Sul salario minimo cantonale Cicero non ha nascosto le proprie preoccupazioni: «A dicembre si partirà anche con questo discorso. La battaglia del sindacato sarà quella di garantire questi salari evitando che vengano erose le altre condizioni di lavoro». Tra gli altri impegni, poi, l'annosa questione della parità salariale, del dumping e dello schiacciamento delle qualifiche: «Il Ticino è l'unica regione dove non esiste il lavoratore specializzato. Il mancato riconoscimento dell'esperienza riconosciuta oltre frontiera come lo sminuire le competenze acquisite sul posto di lavoro permette di sfruttare il frontalierato. Una situazione, anche questa alla quale occorre far fronte».

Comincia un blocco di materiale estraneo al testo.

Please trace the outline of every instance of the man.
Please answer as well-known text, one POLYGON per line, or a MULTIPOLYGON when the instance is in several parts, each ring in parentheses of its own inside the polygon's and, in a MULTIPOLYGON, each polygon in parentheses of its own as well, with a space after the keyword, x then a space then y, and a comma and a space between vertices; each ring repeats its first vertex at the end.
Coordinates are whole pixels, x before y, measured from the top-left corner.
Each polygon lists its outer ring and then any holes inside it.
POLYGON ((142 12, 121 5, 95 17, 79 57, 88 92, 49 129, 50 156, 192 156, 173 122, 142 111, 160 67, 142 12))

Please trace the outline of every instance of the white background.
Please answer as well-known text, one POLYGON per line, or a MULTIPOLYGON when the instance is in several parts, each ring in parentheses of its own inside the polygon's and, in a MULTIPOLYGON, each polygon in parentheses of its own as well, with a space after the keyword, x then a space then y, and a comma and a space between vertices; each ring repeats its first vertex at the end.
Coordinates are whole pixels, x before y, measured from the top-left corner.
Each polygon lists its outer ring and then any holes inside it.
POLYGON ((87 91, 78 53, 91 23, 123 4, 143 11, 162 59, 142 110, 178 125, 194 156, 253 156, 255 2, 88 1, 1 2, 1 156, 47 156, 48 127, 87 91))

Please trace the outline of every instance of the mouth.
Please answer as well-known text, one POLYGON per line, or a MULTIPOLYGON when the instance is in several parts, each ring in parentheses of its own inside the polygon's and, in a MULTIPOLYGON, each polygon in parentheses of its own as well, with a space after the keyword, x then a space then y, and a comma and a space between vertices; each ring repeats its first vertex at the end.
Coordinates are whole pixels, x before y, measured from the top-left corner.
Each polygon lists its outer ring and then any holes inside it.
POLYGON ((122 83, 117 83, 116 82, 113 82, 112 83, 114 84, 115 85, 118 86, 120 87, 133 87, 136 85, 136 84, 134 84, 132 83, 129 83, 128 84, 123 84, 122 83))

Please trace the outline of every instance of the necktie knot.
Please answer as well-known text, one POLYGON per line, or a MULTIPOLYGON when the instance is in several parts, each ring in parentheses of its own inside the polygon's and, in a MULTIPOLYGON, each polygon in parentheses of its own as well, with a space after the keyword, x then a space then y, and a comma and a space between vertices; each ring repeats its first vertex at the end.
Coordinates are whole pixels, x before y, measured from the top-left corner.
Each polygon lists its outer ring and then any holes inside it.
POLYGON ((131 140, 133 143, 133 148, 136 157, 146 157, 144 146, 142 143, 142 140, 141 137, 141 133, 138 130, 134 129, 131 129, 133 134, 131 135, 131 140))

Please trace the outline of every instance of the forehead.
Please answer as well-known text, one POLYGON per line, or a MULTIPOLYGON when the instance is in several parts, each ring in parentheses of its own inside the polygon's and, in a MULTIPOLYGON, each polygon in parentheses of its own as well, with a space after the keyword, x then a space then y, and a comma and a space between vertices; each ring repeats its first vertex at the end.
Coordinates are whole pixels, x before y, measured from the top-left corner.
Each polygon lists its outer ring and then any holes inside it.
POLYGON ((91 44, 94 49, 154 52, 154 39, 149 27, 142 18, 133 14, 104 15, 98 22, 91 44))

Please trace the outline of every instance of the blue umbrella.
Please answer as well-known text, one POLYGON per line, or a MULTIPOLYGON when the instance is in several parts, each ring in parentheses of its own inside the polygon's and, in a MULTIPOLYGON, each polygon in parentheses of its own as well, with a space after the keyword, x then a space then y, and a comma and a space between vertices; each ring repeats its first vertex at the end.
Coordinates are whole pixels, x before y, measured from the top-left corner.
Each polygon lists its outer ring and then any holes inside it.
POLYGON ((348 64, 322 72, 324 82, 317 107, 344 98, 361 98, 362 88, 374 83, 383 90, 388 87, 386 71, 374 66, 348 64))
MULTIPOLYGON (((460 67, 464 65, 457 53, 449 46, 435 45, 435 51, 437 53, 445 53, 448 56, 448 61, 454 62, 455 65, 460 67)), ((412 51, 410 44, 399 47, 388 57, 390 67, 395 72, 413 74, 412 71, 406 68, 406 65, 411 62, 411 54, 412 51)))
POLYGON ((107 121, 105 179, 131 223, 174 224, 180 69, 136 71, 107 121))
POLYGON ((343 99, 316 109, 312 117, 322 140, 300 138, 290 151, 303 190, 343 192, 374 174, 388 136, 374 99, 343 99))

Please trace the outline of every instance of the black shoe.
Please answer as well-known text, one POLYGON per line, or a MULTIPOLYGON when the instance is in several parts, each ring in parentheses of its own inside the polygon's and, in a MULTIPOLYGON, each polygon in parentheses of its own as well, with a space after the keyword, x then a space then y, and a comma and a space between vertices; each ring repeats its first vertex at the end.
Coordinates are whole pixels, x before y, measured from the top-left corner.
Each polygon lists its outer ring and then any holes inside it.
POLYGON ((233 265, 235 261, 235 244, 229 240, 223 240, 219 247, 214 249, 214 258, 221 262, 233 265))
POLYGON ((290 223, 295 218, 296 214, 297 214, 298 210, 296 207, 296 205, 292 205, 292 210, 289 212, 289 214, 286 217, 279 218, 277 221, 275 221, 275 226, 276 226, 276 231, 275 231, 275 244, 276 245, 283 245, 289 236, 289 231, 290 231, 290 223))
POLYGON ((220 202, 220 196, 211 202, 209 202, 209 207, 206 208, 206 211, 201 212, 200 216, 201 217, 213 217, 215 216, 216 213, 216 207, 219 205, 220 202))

Situazione «disastrosa» sui cantieri - Ultimo, ma non meno importante il tema legato alla salute. «Rispetto alla pandemia hanno vinto le grandi potenze economiche che hanno dettato ritmi e scelte» ha ammesso Dario Cadenazzi, Responsabile del Settore Edilizia. «In un quadro complesso come quello della nostra regione abbiamo effettuato un sondaggio sui cantieri constatando una situazione disastrosa. Continuano a verificarsi poi casi d'infortunio e morti e quello che è successo con la pandemia non porterà altro che a una accelerazione di dinamiche già in atto».
«Stress, non vacanza» - I problemi non riguardano solo i cantieri. «I datori di lavoro hanno parlato di dipendenti "in vacanza" durante la pandemia. In realtà erano chiusi in casa. I dati sono chiari: c'è stato un aumento dello stress, della preoccupazione, ai quali sono seguiti un ritorno al lavoro con ritmi accelerati. Non possiamo tollerare che si rischino salute e vita sul posto di lavoro», aggiunge Cadenazzi.
«Il merito non è delle autorità cantonali» - Infine una critica, anche severa, rivolta alle autorità cantonali. «Nonostante le cifre relative al contagio siano in costante diminuzione, il virus in circolazione è più aggressivo e necessaria attenzione e prudenza. Occorre quindi proseguire con la chiusura delle attività economiche non essenziali» spiega Gargantini. «La narrazione vuole che sul posto di lavoro non ci si ammali. E proprio per questo la Svizzera è l'unico paese che non ha mai segnalato i focolai sui posti di lavoro. Una scelta politica per non impedire il lavoro nonostante la situazione. Ma non va bene». «Se in Ticino la situazione è sensibilmente migliorata - aggiunge - lo si deve alle scelte delle autorità federali, non al «passo del montanaro» promosso dal Presidente del Consiglio di Stato Norman Gobbi. Se avessimo continuato così, saremmo probabilmente ancora ai primi posti delle classifiche europee per numero di contagi. Quindi dobbiamo dire grazie alle decisioni prese e livello federale, chieste dal sindacato, ma contestate dalle autorità cantonali che ora vogliono arrogarsi il merito dei risultati».
Per Gargantini occorre ancora prudenza: «Non è ancora il momento di riaprire. Siamo in pieno inverno e i paesi europei che hanno proceduto a queste aperture oggi sono confrontati a situazioni pandemiche fuori controllo».